The crux of the argument in the Congressmen's letter appears to be that purchases of accessible units now would be an "abject waste of taxpayer money" before non-accessible electronic voting units had been certified statewide.
This is almost certainly untrue: as we pointed out in a previous post, ballot makring devices (BMDs), which are computers that disabled voters can use to fill out their ballots, have been used in much of the country for several years. They can be used in conjunction with Optical Scanners, once the Optical Scanners are certified to New York State's (rightly) rigorous standards. As we noted in that previous post, when Optical Scanners are eventually certified:
able-bodied voters will have the choice of filling out ballots by hand, and then running them through the scanners, or joining disabled voters to use the BMDs to fill out their ballots, and running them through the scanners.
New York shouldn't waste any more time in providing disabled voters with the same right to vote independently and privately that disabled voters have in all 49 other states.
From the Buffalo News, quoting Brennan Center Counsel James Sample: "It’s a system that crushes internal dissent within the parties and entrenches one faction — the local party leaders — against the membership of the party. This is a case about Soviet- style democracy."

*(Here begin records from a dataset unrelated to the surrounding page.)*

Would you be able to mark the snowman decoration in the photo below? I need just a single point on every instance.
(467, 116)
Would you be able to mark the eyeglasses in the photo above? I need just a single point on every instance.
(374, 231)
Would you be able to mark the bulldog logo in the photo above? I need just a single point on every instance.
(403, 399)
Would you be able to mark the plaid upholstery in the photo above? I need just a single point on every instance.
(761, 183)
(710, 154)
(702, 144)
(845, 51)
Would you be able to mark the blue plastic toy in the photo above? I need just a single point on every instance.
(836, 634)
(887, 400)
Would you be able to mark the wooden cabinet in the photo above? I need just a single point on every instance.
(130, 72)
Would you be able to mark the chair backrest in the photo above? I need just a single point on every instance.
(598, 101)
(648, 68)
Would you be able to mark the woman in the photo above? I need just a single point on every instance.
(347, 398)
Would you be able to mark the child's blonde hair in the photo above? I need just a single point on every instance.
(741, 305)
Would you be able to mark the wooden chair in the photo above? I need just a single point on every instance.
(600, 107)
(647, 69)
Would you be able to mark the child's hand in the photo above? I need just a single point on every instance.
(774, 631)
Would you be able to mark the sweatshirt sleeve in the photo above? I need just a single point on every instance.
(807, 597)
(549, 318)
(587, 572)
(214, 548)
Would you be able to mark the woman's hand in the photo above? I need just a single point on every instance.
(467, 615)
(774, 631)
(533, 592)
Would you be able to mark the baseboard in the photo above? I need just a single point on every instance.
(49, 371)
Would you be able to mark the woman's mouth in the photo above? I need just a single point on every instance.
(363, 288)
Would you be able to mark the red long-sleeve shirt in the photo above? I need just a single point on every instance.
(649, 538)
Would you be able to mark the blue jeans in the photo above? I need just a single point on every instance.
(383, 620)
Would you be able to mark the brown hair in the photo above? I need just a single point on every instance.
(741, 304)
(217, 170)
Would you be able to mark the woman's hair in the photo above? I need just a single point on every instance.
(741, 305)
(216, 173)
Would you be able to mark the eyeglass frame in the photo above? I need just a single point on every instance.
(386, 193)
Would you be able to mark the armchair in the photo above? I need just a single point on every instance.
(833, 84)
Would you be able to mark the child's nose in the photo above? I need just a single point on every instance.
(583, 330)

Also check out today's feature in the New York Law Journal (registration required).
Monday, October 01, 2007
The law should be used as the last resort for journalists and the public - an appeal for information that is usually invoked after government officials have refused to reveal it. FOIL is the floor on how data should be released, not the ceiling.We couldn't agree more. One of the fundamental underpinnings of a healthy democracy is an informed citizenry, and when the public and the press don't have ready access to government documents and data, the public interest suffers.
Take for example the Legislature's woefully bad bill information database. Users can only explore bills from this session (at present, only those introduced in 2007), and the information that is available is all but useless to the average citizen. You can find out how individual legislators voted on particular bills, but it is impossible to Unless they pull up each of the thousands of bills individually and manually create a spreadsheet or database, constituents have no way of analyzing their representatives' records.

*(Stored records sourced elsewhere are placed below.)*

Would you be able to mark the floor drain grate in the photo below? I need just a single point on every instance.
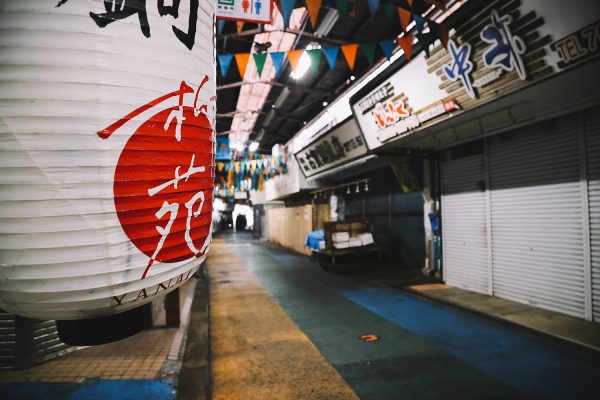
(369, 337)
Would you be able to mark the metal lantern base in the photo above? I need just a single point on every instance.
(95, 331)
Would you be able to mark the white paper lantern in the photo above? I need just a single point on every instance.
(107, 152)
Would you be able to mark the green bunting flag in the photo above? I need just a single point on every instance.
(369, 50)
(259, 60)
(315, 59)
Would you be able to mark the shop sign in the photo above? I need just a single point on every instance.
(259, 11)
(494, 61)
(405, 101)
(579, 46)
(396, 120)
(334, 148)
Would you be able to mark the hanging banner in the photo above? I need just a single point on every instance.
(259, 11)
(107, 153)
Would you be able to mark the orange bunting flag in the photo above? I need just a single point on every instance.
(404, 16)
(242, 61)
(294, 57)
(349, 51)
(313, 7)
(405, 42)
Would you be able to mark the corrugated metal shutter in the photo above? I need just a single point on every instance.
(464, 219)
(536, 214)
(592, 131)
(8, 340)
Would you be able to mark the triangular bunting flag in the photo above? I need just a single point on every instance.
(419, 21)
(373, 6)
(225, 63)
(331, 55)
(369, 50)
(390, 10)
(343, 7)
(294, 57)
(441, 4)
(349, 51)
(287, 6)
(443, 34)
(242, 61)
(259, 60)
(313, 7)
(404, 16)
(426, 39)
(277, 58)
(315, 59)
(405, 42)
(388, 48)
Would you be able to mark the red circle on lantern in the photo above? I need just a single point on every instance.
(152, 175)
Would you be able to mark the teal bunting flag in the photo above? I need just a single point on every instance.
(225, 63)
(287, 6)
(373, 6)
(315, 59)
(277, 59)
(331, 55)
(388, 48)
(343, 7)
(369, 50)
(419, 21)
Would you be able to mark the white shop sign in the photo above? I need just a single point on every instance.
(334, 148)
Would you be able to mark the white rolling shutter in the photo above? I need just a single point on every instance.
(464, 220)
(537, 218)
(592, 131)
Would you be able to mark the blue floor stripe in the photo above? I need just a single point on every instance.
(529, 365)
(89, 390)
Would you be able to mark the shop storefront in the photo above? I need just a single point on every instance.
(511, 111)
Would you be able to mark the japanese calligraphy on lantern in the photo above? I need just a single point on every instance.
(116, 10)
(245, 10)
(118, 210)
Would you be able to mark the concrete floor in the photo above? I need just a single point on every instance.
(281, 328)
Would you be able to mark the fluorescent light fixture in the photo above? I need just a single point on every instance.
(282, 97)
(304, 63)
(269, 117)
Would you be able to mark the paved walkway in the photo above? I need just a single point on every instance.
(274, 313)
(141, 366)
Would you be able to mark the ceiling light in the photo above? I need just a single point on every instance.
(327, 22)
(282, 97)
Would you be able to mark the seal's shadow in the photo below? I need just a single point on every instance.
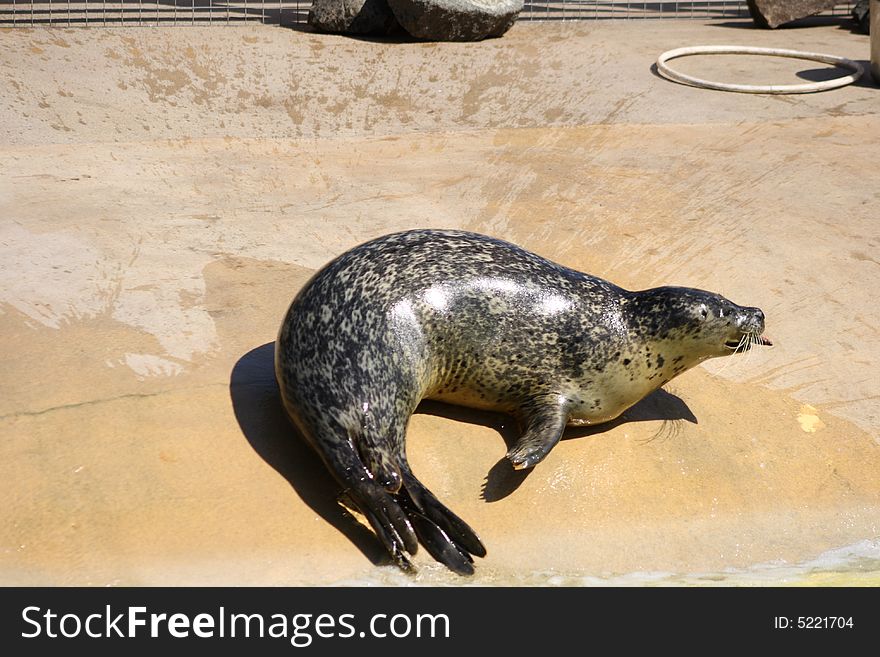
(258, 409)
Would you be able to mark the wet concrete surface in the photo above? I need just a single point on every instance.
(165, 192)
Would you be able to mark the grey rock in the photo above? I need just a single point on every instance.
(352, 16)
(456, 20)
(773, 13)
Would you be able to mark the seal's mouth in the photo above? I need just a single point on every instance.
(748, 340)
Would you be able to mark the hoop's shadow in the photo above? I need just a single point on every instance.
(258, 409)
(262, 419)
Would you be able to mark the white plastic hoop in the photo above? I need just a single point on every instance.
(666, 71)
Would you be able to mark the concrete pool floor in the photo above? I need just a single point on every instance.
(165, 192)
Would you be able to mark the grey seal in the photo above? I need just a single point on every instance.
(469, 319)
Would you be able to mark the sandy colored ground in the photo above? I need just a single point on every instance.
(165, 192)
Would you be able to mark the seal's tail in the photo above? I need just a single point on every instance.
(446, 536)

The bill information site is also bereft of useful information about the bills themselves. Users are limited to legislative history, the bill text, and the anemic bill memoranda (usually less than a full typed page) that accompany each piece of legislation.
Compare this to other states and you'll begin to see just how opaque and arcane New York's government systems truly are. For instance, the Connecticut General Assembly's website allows users to access information on bills dating back to 1991. A simple search reveals the text of the bill and each of its amended versions, the text of proposed amendments, vote tallies for all committees and the full chamber, fiscal notes, and analyses by the committees and the Office of Legislative Research. Not to mention the fact that the longer documents are also available in pdf format for easier printing.
As the Times noted, it is not sufficient for agencies and the Legislature to reply to FOIL requests. New Yorkers should demand that their public officials use the available technology to account for their activities in real time, not at the snail's pace of an official, hard copy request.
Our own James Sample gets at the heart of the issue on Judicial Reports: "[I]t's about stakeholders in a corrupt status quo against stakeholders in a functioning democracy."
And the Times adds its voice to the chorus of those supporting affirmance: "On Wednesday, the court will hear arguments in another voting case of particular interest to New Yorkers, a challenge to the use of [New York's] judicial conventions, undemocratic institutions dominated by party hacks, to select state court judges. Lower courts rightly held this highly undemocratic system to be unconstitutional."